This past year has been tumultuous to say the least. There have been drastic shifts in the world, between the ongoing conflict in Ukraine, Twitter’s acquisition by Elon Musk, the continued evolution of ransomware gangs, crashes in the cryptocurrency market, and breakthroughs in practical AI technology such as ChatGPT and DALL-E 2 that have brought the ethics of artificial intelligence back into public discourse. Today though, we want to discuss the top 3 biggest cybersecurity events of the year, because there have been some doozies.
1. Cyberwar in Ukraine
In February 2022, the world watched in shock as tensions between Ukraine and Russia descended into an all-out war. With Russia’s invasion of Ukraine, many in the industry braced for the increased likelihood of collateral damage as Ukraine and Russia inevitably resort to cyberattacks. Russia had previously utilized cyberattacks against Ukrainian power distribution and communications infrastructure, and this behavior surged in the buildup to the invasion. According to James Andrew Lewis, writing for the Center for Strategic & International Studies, Russia launched a broad cyber campaign shortly before, and continue after, the invasion. The primary targets of which were government websites, energy providers, telecommunications companies, financial institutions, and media outlets.
However, these attacks were not relegated merely to those listed above; cyberattacks were up across the board for Ukrainian companies regardless of industry, and even non-Ukrainian targets were caught up in attacks that were intended for other targets. These operations were also not exclusively destructive network intrusions, as Russia utilized complex phishing and misinformation campaigns targeting Ukrainian refugees. The conflict is ongoing, and we continue to see elevated levels of cybercrime in the region.
2. LastPass Breach(es)
On August 25th, LastPass notified the world that an unknown threat actor accessed a cloud storage development environment to steal portions of LastPass’ source code and proprietary technical documentation. The breach was caused by a single compromised developer account, supposedly due to a phishing attack. In September, LastPass provided an update that the investigation had concluded that the attacker had only managed to steal source code, with no access to customer data or encrypted password vaults.
Unfortunately, this was not the end. In late November, LastPass notified customers that there had been a secondary compromise that allowed the threat actor to obtain a copy of a backup of customer vault data from an encrypted storage container. The threat actor was also able to obtain basic customer account information such as company names, usernames, billing addresses, email addresses, mobile numbers, and IP addresses.
Though passwords themselves are safely encrypted in the vault, there is also some unencrypted data such as website URLs that would have been included with the vault.
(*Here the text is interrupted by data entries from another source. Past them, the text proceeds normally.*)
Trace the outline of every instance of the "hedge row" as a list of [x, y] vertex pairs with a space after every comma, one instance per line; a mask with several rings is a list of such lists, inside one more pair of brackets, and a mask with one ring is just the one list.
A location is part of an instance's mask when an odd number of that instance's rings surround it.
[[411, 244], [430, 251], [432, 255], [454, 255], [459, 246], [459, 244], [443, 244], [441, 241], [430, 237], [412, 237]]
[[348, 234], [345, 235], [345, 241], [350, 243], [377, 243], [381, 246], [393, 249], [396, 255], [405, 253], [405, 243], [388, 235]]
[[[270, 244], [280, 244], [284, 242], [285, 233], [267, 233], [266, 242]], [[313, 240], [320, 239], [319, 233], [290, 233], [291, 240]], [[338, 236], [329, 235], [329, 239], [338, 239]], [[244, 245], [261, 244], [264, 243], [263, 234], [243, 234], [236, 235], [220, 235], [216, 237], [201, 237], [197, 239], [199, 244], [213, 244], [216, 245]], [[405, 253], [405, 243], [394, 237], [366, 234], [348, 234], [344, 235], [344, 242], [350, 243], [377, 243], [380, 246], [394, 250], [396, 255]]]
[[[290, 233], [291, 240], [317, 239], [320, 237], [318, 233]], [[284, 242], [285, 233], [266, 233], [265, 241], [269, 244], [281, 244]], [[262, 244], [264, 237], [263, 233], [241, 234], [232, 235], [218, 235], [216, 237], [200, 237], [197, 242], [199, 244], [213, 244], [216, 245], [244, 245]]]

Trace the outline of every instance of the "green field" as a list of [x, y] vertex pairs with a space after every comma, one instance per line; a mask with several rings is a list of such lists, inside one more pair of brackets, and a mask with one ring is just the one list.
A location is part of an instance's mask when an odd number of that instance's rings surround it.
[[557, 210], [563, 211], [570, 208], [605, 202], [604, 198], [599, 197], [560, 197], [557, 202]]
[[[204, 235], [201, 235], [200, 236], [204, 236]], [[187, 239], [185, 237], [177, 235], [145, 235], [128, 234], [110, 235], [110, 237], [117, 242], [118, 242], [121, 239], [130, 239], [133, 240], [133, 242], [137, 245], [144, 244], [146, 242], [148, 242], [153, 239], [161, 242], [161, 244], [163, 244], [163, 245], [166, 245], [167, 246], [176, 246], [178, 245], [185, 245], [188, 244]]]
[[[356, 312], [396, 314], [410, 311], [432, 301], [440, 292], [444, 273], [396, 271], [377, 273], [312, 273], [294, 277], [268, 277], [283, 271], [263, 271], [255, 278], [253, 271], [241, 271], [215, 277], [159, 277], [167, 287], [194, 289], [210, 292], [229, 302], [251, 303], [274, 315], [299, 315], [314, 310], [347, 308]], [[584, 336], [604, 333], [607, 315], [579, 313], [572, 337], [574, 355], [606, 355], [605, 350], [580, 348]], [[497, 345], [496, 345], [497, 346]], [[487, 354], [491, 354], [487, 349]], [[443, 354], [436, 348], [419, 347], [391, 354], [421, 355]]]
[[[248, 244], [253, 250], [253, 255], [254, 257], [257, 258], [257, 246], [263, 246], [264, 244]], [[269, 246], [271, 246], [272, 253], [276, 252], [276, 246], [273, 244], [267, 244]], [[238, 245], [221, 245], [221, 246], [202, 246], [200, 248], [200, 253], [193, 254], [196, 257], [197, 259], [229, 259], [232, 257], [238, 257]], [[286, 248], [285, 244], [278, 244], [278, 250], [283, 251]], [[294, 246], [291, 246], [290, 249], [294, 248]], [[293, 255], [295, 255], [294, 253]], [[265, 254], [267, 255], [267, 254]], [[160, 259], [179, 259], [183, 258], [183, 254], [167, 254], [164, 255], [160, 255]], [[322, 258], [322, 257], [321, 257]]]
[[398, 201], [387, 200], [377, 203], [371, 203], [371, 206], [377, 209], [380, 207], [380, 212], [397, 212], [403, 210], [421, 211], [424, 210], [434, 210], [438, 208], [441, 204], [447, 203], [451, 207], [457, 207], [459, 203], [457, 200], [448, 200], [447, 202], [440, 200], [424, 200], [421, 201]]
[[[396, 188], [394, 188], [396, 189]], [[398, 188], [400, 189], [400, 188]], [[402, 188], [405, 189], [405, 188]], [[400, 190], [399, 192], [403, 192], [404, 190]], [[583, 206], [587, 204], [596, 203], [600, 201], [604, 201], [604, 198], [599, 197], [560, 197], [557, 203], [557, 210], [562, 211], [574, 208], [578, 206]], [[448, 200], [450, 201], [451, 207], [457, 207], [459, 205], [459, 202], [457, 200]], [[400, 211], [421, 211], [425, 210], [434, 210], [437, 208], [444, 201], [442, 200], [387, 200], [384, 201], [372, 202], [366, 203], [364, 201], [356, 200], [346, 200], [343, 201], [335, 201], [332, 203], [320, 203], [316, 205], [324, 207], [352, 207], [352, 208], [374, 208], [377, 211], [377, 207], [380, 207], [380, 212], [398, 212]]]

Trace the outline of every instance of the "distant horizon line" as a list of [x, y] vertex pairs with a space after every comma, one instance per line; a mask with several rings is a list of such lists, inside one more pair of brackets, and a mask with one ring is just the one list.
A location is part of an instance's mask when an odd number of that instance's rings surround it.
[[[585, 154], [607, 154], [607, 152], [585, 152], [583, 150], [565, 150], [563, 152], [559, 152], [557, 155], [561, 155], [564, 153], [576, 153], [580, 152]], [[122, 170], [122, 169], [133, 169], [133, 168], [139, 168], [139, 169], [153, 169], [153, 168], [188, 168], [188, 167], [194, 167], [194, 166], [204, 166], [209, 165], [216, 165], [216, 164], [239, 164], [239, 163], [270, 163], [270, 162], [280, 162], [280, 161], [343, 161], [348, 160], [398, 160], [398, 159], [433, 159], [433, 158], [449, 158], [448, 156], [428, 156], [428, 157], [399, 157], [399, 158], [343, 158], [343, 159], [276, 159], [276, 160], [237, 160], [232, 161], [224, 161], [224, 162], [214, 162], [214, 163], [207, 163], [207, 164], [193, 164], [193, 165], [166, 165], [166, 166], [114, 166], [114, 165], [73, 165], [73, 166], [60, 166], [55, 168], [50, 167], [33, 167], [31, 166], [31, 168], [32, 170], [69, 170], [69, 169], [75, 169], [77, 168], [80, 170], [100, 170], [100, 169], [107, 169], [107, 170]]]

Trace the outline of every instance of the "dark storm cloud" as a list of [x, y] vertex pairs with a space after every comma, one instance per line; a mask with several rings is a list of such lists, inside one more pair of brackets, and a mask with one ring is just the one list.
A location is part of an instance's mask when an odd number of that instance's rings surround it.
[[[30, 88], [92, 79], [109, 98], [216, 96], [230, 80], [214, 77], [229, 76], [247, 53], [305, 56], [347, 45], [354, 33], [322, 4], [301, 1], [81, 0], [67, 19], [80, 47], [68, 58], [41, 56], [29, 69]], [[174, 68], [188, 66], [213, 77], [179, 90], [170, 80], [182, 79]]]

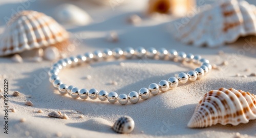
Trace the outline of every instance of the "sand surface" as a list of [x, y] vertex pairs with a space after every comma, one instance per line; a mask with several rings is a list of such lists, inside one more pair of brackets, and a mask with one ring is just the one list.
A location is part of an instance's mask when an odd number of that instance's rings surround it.
[[[23, 5], [18, 1], [0, 2], [1, 30], [5, 25], [4, 17], [10, 17], [11, 9]], [[27, 9], [54, 16], [53, 8], [62, 2], [73, 2], [54, 1], [50, 3], [51, 1], [31, 2]], [[25, 59], [24, 63], [19, 64], [14, 63], [10, 58], [1, 58], [0, 88], [3, 89], [4, 80], [7, 79], [8, 105], [17, 112], [8, 113], [9, 129], [6, 134], [3, 129], [4, 112], [1, 106], [0, 137], [234, 137], [237, 132], [240, 133], [241, 137], [256, 136], [255, 120], [237, 126], [218, 124], [203, 129], [190, 129], [186, 126], [197, 103], [204, 94], [211, 90], [233, 88], [256, 94], [256, 77], [249, 76], [251, 73], [256, 73], [255, 37], [241, 38], [234, 44], [214, 49], [185, 45], [170, 35], [168, 28], [175, 21], [172, 18], [143, 16], [146, 1], [139, 3], [132, 1], [117, 6], [114, 10], [111, 6], [101, 8], [83, 1], [74, 1], [73, 4], [86, 9], [94, 22], [85, 26], [65, 26], [75, 36], [77, 49], [73, 55], [116, 47], [162, 47], [199, 54], [212, 64], [220, 65], [226, 61], [228, 65], [220, 66], [220, 70], [212, 70], [201, 80], [181, 85], [145, 101], [140, 100], [135, 104], [122, 106], [118, 103], [113, 104], [98, 100], [74, 100], [61, 95], [53, 89], [48, 76], [45, 76], [52, 64], [51, 62], [35, 63]], [[256, 4], [253, 1], [250, 2]], [[127, 17], [134, 14], [142, 17], [140, 24], [134, 26], [126, 22]], [[105, 35], [112, 31], [118, 33], [119, 42], [106, 41]], [[252, 46], [243, 47], [245, 44]], [[220, 51], [224, 53], [219, 54]], [[120, 66], [121, 62], [124, 63], [124, 66]], [[162, 79], [191, 69], [189, 66], [173, 62], [134, 59], [98, 62], [65, 70], [60, 77], [65, 83], [79, 88], [94, 88], [98, 90], [114, 91], [118, 94], [128, 94], [131, 91], [147, 88], [151, 83], [158, 83]], [[247, 77], [236, 76], [237, 73]], [[88, 75], [92, 76], [91, 79], [86, 79]], [[117, 85], [110, 84], [111, 81], [116, 81]], [[30, 87], [30, 84], [35, 87]], [[12, 96], [14, 91], [18, 91], [22, 96]], [[27, 100], [32, 101], [34, 106], [25, 105]], [[0, 99], [0, 103], [3, 105], [3, 99]], [[39, 109], [43, 112], [37, 113]], [[67, 114], [70, 119], [48, 117], [50, 112], [55, 111]], [[81, 115], [83, 118], [79, 118]], [[130, 116], [134, 120], [135, 128], [131, 134], [117, 134], [111, 128], [115, 121], [123, 115]], [[22, 118], [26, 119], [26, 121], [20, 123]]]

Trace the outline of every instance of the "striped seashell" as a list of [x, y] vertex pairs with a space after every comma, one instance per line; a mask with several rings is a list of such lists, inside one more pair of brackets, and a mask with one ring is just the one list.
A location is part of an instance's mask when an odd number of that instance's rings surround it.
[[245, 0], [219, 0], [208, 6], [185, 21], [174, 22], [173, 36], [186, 44], [214, 47], [256, 35], [255, 5]]
[[112, 129], [119, 133], [129, 133], [134, 128], [134, 121], [129, 116], [123, 116], [119, 118], [115, 123]]
[[233, 88], [221, 88], [206, 94], [187, 124], [190, 128], [220, 123], [234, 126], [256, 119], [256, 95]]
[[12, 17], [0, 38], [0, 56], [49, 46], [66, 50], [69, 33], [52, 17], [34, 11]]

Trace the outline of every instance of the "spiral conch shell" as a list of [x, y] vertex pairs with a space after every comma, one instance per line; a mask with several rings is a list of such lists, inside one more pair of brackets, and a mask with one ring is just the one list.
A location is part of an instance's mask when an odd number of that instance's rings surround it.
[[221, 88], [204, 95], [187, 124], [190, 128], [220, 123], [236, 126], [256, 119], [256, 95], [233, 88]]
[[69, 35], [52, 17], [42, 13], [24, 11], [12, 17], [0, 38], [0, 56], [54, 46], [66, 51]]

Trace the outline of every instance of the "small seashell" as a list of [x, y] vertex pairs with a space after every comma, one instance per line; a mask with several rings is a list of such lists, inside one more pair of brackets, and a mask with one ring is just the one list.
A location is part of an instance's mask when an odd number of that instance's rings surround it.
[[136, 25], [140, 24], [141, 22], [141, 18], [137, 14], [134, 14], [130, 16], [127, 19], [128, 22]]
[[45, 49], [44, 58], [46, 60], [54, 61], [57, 60], [59, 57], [59, 50], [55, 47], [50, 46]]
[[13, 113], [15, 113], [17, 111], [14, 108], [10, 108], [10, 110]]
[[19, 122], [22, 123], [25, 122], [26, 121], [27, 121], [27, 120], [25, 118], [23, 118], [19, 120]]
[[68, 32], [42, 13], [23, 11], [11, 19], [0, 38], [0, 56], [49, 46], [66, 51], [69, 47]]
[[12, 96], [20, 96], [20, 93], [17, 91], [15, 91], [13, 92], [13, 93], [12, 94]]
[[129, 133], [134, 128], [134, 121], [129, 116], [119, 118], [114, 124], [112, 129], [116, 132], [119, 133]]
[[106, 40], [110, 42], [118, 41], [118, 35], [116, 32], [111, 32], [106, 36]]
[[85, 25], [92, 21], [92, 18], [86, 11], [72, 4], [64, 4], [56, 8], [57, 19], [64, 24]]
[[33, 102], [31, 101], [27, 101], [25, 102], [25, 104], [27, 105], [33, 106], [34, 106], [34, 104], [33, 104]]
[[256, 95], [233, 88], [206, 93], [198, 103], [187, 126], [206, 127], [220, 123], [234, 126], [256, 119]]
[[19, 56], [18, 54], [14, 54], [12, 58], [11, 59], [15, 62], [17, 63], [22, 63], [23, 62], [23, 59], [22, 57]]
[[233, 43], [240, 36], [256, 34], [254, 5], [246, 1], [215, 1], [194, 17], [186, 17], [189, 21], [185, 23], [175, 22], [173, 36], [187, 44], [214, 47]]

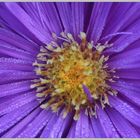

However, now that the actor has their hands on the encrypted password vaults, the only thing that prevents them from cracking a specific password vault is the strength of the master password used to encrypt the vault. Those who have used lengthy and complex passwords will be relatively insulated from the fallout of this attack, but all LastPass users should be on the lookout.
3. Twitter API Leaks
It’s been a tumultuous year for Twitter with Elon Musk’s purchase of the social media goliath and the resulting organizational restructuring, and the holiday season hasn’t treated them any better. Just after Christmas, a threat actor going by the name “Ryushi” on a black-market hacking forum claimed to be in possession of the data of 400 million Twitter users by exploiting a now-fixed vulnerability in the Twitter API. Ryushi gave examples of high-profile twitter users contained in the dump such as US Congresswoman Alexandria Ocasio-Cortez, Donald Trump Jr., the official SpaceX twitter account, and others. The threat actor appeared to be ransoming the data back to Twitter, demanding $200,000 for the data dump under consequence of heavy GDPR fines if the data is released publicly.
Since then, much of the data has been released publicly by a new threat actor on the same black-market forum. However, this batch seems to be a more tightly curated duplicate of the 400 million user dataset stolen by Ryushi, cut down to only 221 million records. Both sets include detailed information about user profiles, including email addresses, names, screen names, follower counts, account creation dates, and more.
While 2022 has been a challenge for many around the world, we have hope that things will begin to improve. At this point, it’s been made clear that organizations need to change how they think about and manage cybersecurity within their organizations. Cybersecurity Performance Management (CPM) makes this possible. According to Gartner’s® Hype Cycle for Cyber Risk Management, 2022 – CPM is expected to “highly benefit” organizations who adopt it. When there is visibility into the alignment of the business and cybersecurity, it vastly increases performance, ROI on security improvement initiatives, and reduces risk. We believe that businesses will continue the process of maturing their cybersecurity and risk management processes to a point where there is lower overall risk of catastrophic data breaches due to lack of actionable visibility into the operational effectiveness of security measures.